Native to Japan, the Indica azelea got its name because at the time it was discovered, Asia was known as the East Indies.
By 1845, the largest and oldest collection of the evergreen shrub was flourishing at Magnolia Plantation and Gardens up the Ashley River from Charleston. Thirteen generations later, Taylor Drayton Nelson, pictured, works to identify many
of the heirloom azaleas and camellias planted at his family’s gardens before they are lost.
André Michaux, plant explorer and botanist to King Louis XVI of France, first presented the voluptuous blossoms of the camellia
to friend and Charleston neighbor Henry Middleton in 1786. Today, you can find an original double red camellia called ‘Reine
des Fleurs’ (“Queen of Flowers”), pictured, as well as hundreds of different camellia specimen at Middleton’s plantation,
Middleton Place. Flowering in winter and spring, when many other favorites are still sleeping, camellias offer ruffled blossoms
in glorious shades of pink, white, red, and even multiple colors.

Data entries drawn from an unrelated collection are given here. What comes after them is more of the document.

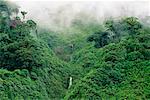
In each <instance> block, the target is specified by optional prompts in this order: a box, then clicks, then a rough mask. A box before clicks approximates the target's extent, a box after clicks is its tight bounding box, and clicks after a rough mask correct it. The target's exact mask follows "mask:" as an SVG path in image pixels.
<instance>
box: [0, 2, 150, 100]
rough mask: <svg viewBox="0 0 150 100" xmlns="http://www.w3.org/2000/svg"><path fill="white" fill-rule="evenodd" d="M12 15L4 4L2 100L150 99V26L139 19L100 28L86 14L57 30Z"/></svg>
mask: <svg viewBox="0 0 150 100" xmlns="http://www.w3.org/2000/svg"><path fill="white" fill-rule="evenodd" d="M12 12H15V13H16V15H17V13H18V12H19V11H18V8H17V6H16V5H14V6H12V5H11V6H10V3H8V2H4V1H0V99H1V100H22V99H24V100H34V99H35V100H53V99H54V100H55V99H56V100H60V99H65V100H101V99H102V100H103V99H104V100H107V99H110V100H115V99H119V100H120V99H127V100H148V99H149V98H150V77H149V74H150V28H149V27H148V25H147V24H144V23H143V24H142V23H141V22H140V20H139V19H138V18H135V17H125V18H122V19H116V20H114V19H109V20H107V21H105V22H104V23H103V24H100V23H98V22H96V21H95V20H94V19H92V18H91V19H90V21H87V22H85V21H84V20H83V19H84V18H83V19H82V17H83V15H82V17H81V18H77V19H74V20H73V22H72V25H71V27H70V28H69V29H64V30H63V31H61V32H60V31H55V32H53V31H50V30H48V29H42V28H39V27H37V24H36V22H34V21H33V20H27V21H23V19H24V18H25V15H24V13H26V12H21V13H23V18H21V17H18V16H16V17H15V18H13V19H12V18H10V17H11V13H12ZM37 30H38V31H37Z"/></svg>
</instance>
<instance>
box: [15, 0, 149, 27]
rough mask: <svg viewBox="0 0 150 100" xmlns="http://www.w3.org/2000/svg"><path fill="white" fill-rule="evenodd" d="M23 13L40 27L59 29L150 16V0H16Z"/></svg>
mask: <svg viewBox="0 0 150 100" xmlns="http://www.w3.org/2000/svg"><path fill="white" fill-rule="evenodd" d="M14 2H15V3H16V4H17V5H19V6H20V11H22V10H23V11H27V12H28V14H27V16H26V19H33V20H35V21H36V22H37V23H38V25H39V26H42V27H47V28H50V29H54V30H57V29H58V28H66V27H70V26H71V23H72V21H73V20H74V19H77V18H80V19H82V20H84V21H85V22H88V21H90V20H91V19H94V21H96V22H99V23H101V22H102V21H103V20H105V19H107V18H116V17H117V18H118V17H122V16H135V17H138V18H144V17H146V16H150V2H149V1H76V2H75V1H72V2H69V1H66V2H65V1H64V2H58V1H56V2H54V1H25V0H24V1H23V0H22V1H14Z"/></svg>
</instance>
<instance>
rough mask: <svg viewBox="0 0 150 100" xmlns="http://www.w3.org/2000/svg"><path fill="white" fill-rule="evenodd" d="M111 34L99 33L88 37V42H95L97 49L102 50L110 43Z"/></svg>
mask: <svg viewBox="0 0 150 100" xmlns="http://www.w3.org/2000/svg"><path fill="white" fill-rule="evenodd" d="M109 40H110V38H109V33H108V32H97V33H95V34H94V35H91V36H89V37H88V39H87V41H89V42H93V41H94V42H95V45H94V46H95V47H96V48H101V47H103V46H105V45H107V44H108V43H109Z"/></svg>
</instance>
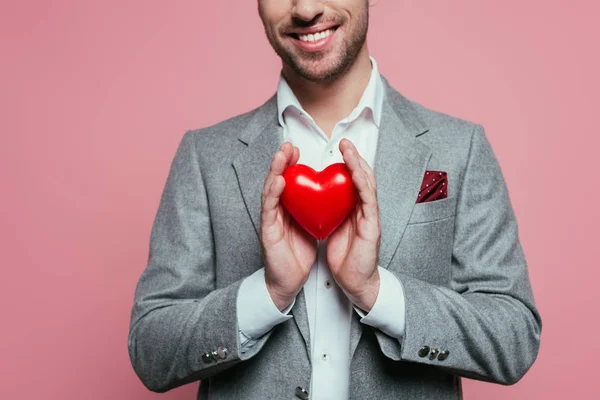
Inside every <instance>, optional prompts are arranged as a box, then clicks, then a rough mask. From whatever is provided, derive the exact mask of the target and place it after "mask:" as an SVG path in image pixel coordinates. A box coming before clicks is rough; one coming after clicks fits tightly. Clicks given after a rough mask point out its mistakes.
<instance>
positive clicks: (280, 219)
mask: <svg viewBox="0 0 600 400" xmlns="http://www.w3.org/2000/svg"><path fill="white" fill-rule="evenodd" d="M298 158H300V151H299V149H298V148H297V147H293V146H292V144H291V143H289V142H285V143H284V144H283V145H282V146H281V148H280V149H279V151H277V152H276V153H275V155H274V156H273V160H272V161H271V167H270V169H269V172H268V174H267V177H266V178H265V184H264V188H263V192H262V209H261V219H260V241H261V246H262V250H263V256H264V262H265V281H266V284H267V289H268V290H269V294H270V295H271V299H273V302H274V303H275V305H276V306H277V308H278V309H279V310H280V311H281V310H283V309H285V308H286V307H287V306H289V305H290V304H291V303H292V301H293V300H294V297H296V295H297V294H298V292H300V290H301V289H302V286H303V285H304V283H305V282H306V280H307V279H308V275H309V273H310V269H311V267H312V265H313V263H314V261H315V258H316V256H317V243H316V240H315V239H314V238H313V237H312V236H311V235H310V234H309V233H308V232H306V231H305V230H304V229H303V228H302V227H301V226H300V225H299V224H298V223H297V222H296V221H295V220H294V219H293V218H292V216H291V215H290V214H289V213H288V212H287V210H285V208H284V207H283V205H282V204H281V202H280V201H279V199H280V197H281V194H282V193H283V189H284V187H285V179H284V178H283V176H282V174H283V171H284V170H285V169H286V168H287V167H288V166H290V165H294V164H296V163H297V162H298Z"/></svg>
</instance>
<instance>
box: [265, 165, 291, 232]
mask: <svg viewBox="0 0 600 400" xmlns="http://www.w3.org/2000/svg"><path fill="white" fill-rule="evenodd" d="M284 187H285V179H283V177H282V176H275V177H274V178H273V179H272V183H271V185H270V187H269V189H268V191H267V195H266V196H265V200H264V201H263V205H262V213H261V224H262V226H268V225H272V224H274V223H275V222H276V221H277V211H278V206H279V198H280V196H281V193H283V189H284Z"/></svg>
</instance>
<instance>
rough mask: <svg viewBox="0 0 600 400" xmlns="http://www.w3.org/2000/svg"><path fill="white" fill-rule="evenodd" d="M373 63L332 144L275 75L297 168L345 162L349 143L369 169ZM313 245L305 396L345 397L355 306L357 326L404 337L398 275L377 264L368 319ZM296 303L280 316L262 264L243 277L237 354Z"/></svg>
mask: <svg viewBox="0 0 600 400" xmlns="http://www.w3.org/2000/svg"><path fill="white" fill-rule="evenodd" d="M370 60H371V65H372V69H371V78H370V80H369V83H368V85H367V87H366V89H365V91H364V93H363V95H362V97H361V99H360V101H359V103H358V105H357V106H356V107H355V108H354V110H352V112H351V113H350V115H349V116H348V117H346V118H344V119H343V120H341V121H339V122H338V123H337V124H336V125H335V127H334V129H333V132H332V134H331V139H329V138H328V137H327V135H326V134H325V133H324V132H323V130H322V129H321V128H319V127H318V126H317V124H316V123H315V122H314V120H313V119H312V117H311V116H310V115H309V114H308V113H307V112H306V111H305V110H304V109H303V108H302V106H301V105H300V102H299V101H298V99H297V98H296V96H295V95H294V93H293V91H292V90H291V88H290V86H289V85H288V83H287V81H286V80H285V78H284V77H283V74H280V78H279V85H278V88H277V106H278V113H279V123H280V124H281V126H282V127H283V135H284V141H289V142H291V143H292V144H293V145H294V146H296V147H298V148H299V150H300V159H299V160H298V163H299V164H305V165H308V166H310V167H311V168H313V169H315V170H316V171H320V170H323V169H324V168H325V167H327V166H328V165H330V164H333V163H337V162H344V161H343V158H342V154H341V152H340V151H339V149H338V145H339V142H340V140H341V139H342V138H347V139H348V140H350V141H351V142H352V143H353V144H354V145H355V146H356V148H357V150H358V152H359V153H360V155H361V156H362V157H363V158H364V159H365V160H366V161H367V163H368V164H369V165H370V166H371V168H373V166H374V161H375V151H376V147H377V138H378V135H379V124H380V121H381V111H382V104H383V97H384V95H385V93H384V86H383V82H382V81H381V78H380V76H379V71H378V69H377V63H376V62H375V60H374V59H373V58H372V57H370ZM317 246H318V247H317V257H316V260H315V263H314V264H313V266H312V269H311V271H310V275H309V277H308V280H307V281H306V283H305V284H304V287H303V289H304V294H305V299H306V308H307V314H308V323H309V327H310V342H311V350H312V355H311V364H312V376H311V387H310V389H309V392H308V393H309V396H310V398H311V400H333V399H348V397H349V384H350V382H349V378H350V323H351V319H352V309H354V310H355V311H356V312H357V313H358V315H360V316H361V317H362V318H361V319H360V322H361V323H364V324H367V325H370V326H373V327H375V328H378V329H380V330H381V331H382V332H384V333H386V334H388V335H390V336H392V337H396V338H398V339H399V340H400V339H401V338H402V335H403V334H404V313H405V308H404V293H403V289H402V285H401V284H400V281H399V280H398V279H397V277H396V276H395V275H394V274H392V273H391V272H390V271H388V270H386V269H385V268H382V267H380V266H378V267H377V268H378V270H379V275H380V278H381V280H380V288H379V294H378V296H377V299H376V301H375V304H374V305H373V308H372V309H371V311H370V312H369V313H368V314H367V315H365V314H364V312H362V310H360V309H359V308H358V307H356V306H355V305H353V304H352V303H351V302H350V300H348V298H347V297H346V295H345V294H344V292H343V290H342V289H341V288H340V287H339V286H338V285H337V284H336V282H335V279H334V278H333V276H332V274H331V271H330V270H329V266H328V265H327V258H326V247H327V239H325V240H323V241H318V242H317ZM295 302H296V301H295V299H294V301H293V302H292V304H290V305H289V306H288V307H287V308H286V309H285V310H283V312H280V311H279V309H278V308H277V307H276V306H275V304H274V303H273V301H272V299H271V296H270V295H269V292H268V291H267V287H266V283H265V279H264V267H263V268H260V269H259V270H257V271H256V272H255V273H254V274H252V275H250V276H249V277H247V278H246V279H244V281H243V282H242V284H241V286H240V289H239V293H238V299H237V311H238V323H239V328H240V332H239V335H240V343H241V344H242V349H241V351H242V352H245V351H246V350H247V349H248V348H249V347H251V346H252V345H254V343H256V341H257V339H258V338H260V336H262V335H264V334H265V333H266V332H268V331H269V330H271V329H272V328H273V327H274V326H275V325H277V324H279V323H282V322H284V321H287V320H288V319H290V318H293V316H292V315H290V314H289V311H290V310H291V308H292V307H293V306H294V304H295Z"/></svg>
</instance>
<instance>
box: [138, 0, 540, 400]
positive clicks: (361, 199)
mask: <svg viewBox="0 0 600 400" xmlns="http://www.w3.org/2000/svg"><path fill="white" fill-rule="evenodd" d="M374 3H375V1H367V0H335V1H324V0H286V1H281V0H259V2H258V6H259V14H260V17H261V19H262V22H263V24H264V27H265V32H266V34H267V37H268V39H269V42H270V43H271V45H272V46H273V48H274V49H275V51H276V52H277V54H278V55H279V56H280V57H281V59H282V71H281V75H280V80H279V86H278V89H277V93H276V94H275V95H274V96H273V97H271V98H270V99H269V100H268V101H267V102H265V103H264V104H263V105H262V106H260V107H258V108H256V109H254V110H252V111H250V112H247V113H245V114H242V115H238V116H235V117H233V118H231V119H228V120H226V121H223V122H221V123H219V124H216V125H214V126H211V127H207V128H203V129H199V130H194V131H188V132H186V134H185V135H184V136H183V139H182V141H181V143H180V145H179V148H178V150H177V153H176V155H175V157H174V160H173V164H172V166H171V170H170V173H169V176H168V178H167V182H166V185H165V189H164V192H163V195H162V198H161V202H160V205H159V209H158V212H157V215H156V219H155V222H154V225H153V229H152V234H151V241H150V254H149V260H148V265H147V267H146V269H145V271H144V272H143V274H142V276H141V278H140V281H139V283H138V287H137V289H136V293H135V303H134V307H133V310H132V319H131V329H130V335H129V354H130V357H131V361H132V364H133V367H134V369H135V371H136V373H137V374H138V376H139V377H140V379H141V380H142V382H143V383H144V384H145V385H146V386H147V387H148V388H149V389H150V390H153V391H156V392H164V391H167V390H169V389H171V388H174V387H177V386H180V385H183V384H185V383H189V382H192V381H196V380H201V384H200V388H199V391H198V398H199V399H208V398H211V399H292V398H301V399H308V398H310V399H313V400H320V399H347V398H351V399H375V398H377V399H420V398H423V399H425V398H427V399H429V398H434V399H446V398H448V399H450V398H451V399H456V398H457V397H459V398H460V397H461V395H462V389H461V377H469V378H473V379H478V380H484V381H489V382H495V383H501V384H507V385H508V384H513V383H515V382H517V381H518V380H519V379H520V378H521V377H522V376H523V375H524V374H525V373H526V372H527V370H528V369H529V368H530V367H531V365H532V364H533V362H534V360H535V358H536V357H537V352H538V348H539V341H540V334H541V319H540V316H539V313H538V311H537V309H536V307H535V304H534V299H533V295H532V291H531V287H530V283H529V278H528V273H527V265H526V262H525V258H524V254H523V250H522V248H521V245H520V242H519V238H518V231H517V222H516V218H515V215H514V212H513V209H512V206H511V204H510V200H509V197H508V191H507V188H506V185H505V182H504V178H503V176H502V173H501V171H500V168H499V165H498V163H497V160H496V158H495V156H494V153H493V151H492V149H491V147H490V144H489V142H488V140H487V138H486V136H485V133H484V129H483V127H482V126H481V125H478V124H475V123H472V122H468V121H465V120H461V119H458V118H454V117H451V116H448V115H446V114H442V113H439V112H435V111H432V110H429V109H427V108H425V107H423V106H421V105H419V104H417V103H415V102H413V101H410V100H408V99H407V98H405V97H404V96H402V95H401V94H400V93H399V92H398V91H396V90H395V89H393V88H392V87H391V85H390V84H389V82H388V81H387V79H386V78H385V77H383V76H382V75H380V74H379V72H378V68H377V63H376V62H375V60H374V59H373V58H372V57H369V55H368V48H367V43H366V33H367V27H368V10H369V7H370V6H372V5H373V4H374ZM298 162H300V163H303V164H307V165H309V166H311V167H312V168H314V169H316V170H321V169H323V168H325V167H326V166H327V165H330V164H332V163H334V162H345V163H346V166H347V167H348V170H349V171H350V173H351V176H352V181H353V183H354V185H355V186H356V188H357V192H358V195H359V202H358V205H357V207H356V209H354V210H353V211H352V212H351V213H350V215H349V216H348V218H347V219H346V220H345V221H344V222H343V223H342V224H341V225H340V226H339V227H338V228H337V229H336V230H335V231H334V232H333V233H332V234H331V235H330V236H329V237H328V238H327V239H325V240H323V241H316V240H314V239H313V238H312V237H311V236H310V235H309V234H307V233H306V232H305V231H304V230H303V229H302V228H301V227H300V226H299V225H298V224H297V223H296V222H295V221H294V220H293V219H292V218H291V217H290V215H289V214H288V213H287V211H286V210H285V209H284V208H283V206H282V204H281V202H280V196H281V194H282V192H283V190H284V188H285V184H286V183H285V180H284V179H283V177H282V173H283V171H284V170H285V168H286V167H288V166H290V165H293V164H295V163H298ZM436 177H438V181H437V183H433V182H436ZM429 185H431V187H430V186H429ZM432 187H435V190H434V191H437V190H438V189H439V193H437V194H436V195H433V196H432V194H431V193H430V191H431V188H432Z"/></svg>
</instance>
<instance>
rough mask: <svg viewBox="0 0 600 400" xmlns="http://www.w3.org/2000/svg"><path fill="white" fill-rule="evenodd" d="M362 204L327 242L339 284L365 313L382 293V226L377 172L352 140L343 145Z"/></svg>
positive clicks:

One of the most intoxicating fragrances in the world comes from the waxy gardenia blossom. The double white flower was first
planted in the New World in the garden of its namesake, Dr. Alexander Garden, a Scottish physicist and naturalist who moved
to Charleston in 1752. The flower was first discovered by a friend of a friend, Carolus Linnaues, the Swedish botanist that
had developed the genus-and-species system for scientifically naming and classifying plants.
After refusing to bloom in frigid England, Chinese native crepe myrtle (Lagerstroemia indica) showed its true colors when André Michaux introduced the tree into Charleston around 1786. Today, crepe myrtles flourish
just about anywhere in the South. Audacious spikes of pink, purple, white, and red flowers crown its sculptural branches in
the summer and turn to brilliant red and orange in the fall.
These roses were named for Philippe Noisette, a French nurseryman in Charleston in the early 1800s. The blooms resulted from crosses made by Charleston landowner John Champneys between ‘Old Blush’ China rose (Rosa chinensis) and musk rose (R. moschata). Unlike many old European roses that bloom only in spring, these fragrant shrubs and arching climbers bloom repeatedly from spring through fall. Today, you’ll find the South’s own class of rose blooming around Charleston at places such as Boone Hall and Hampton Park.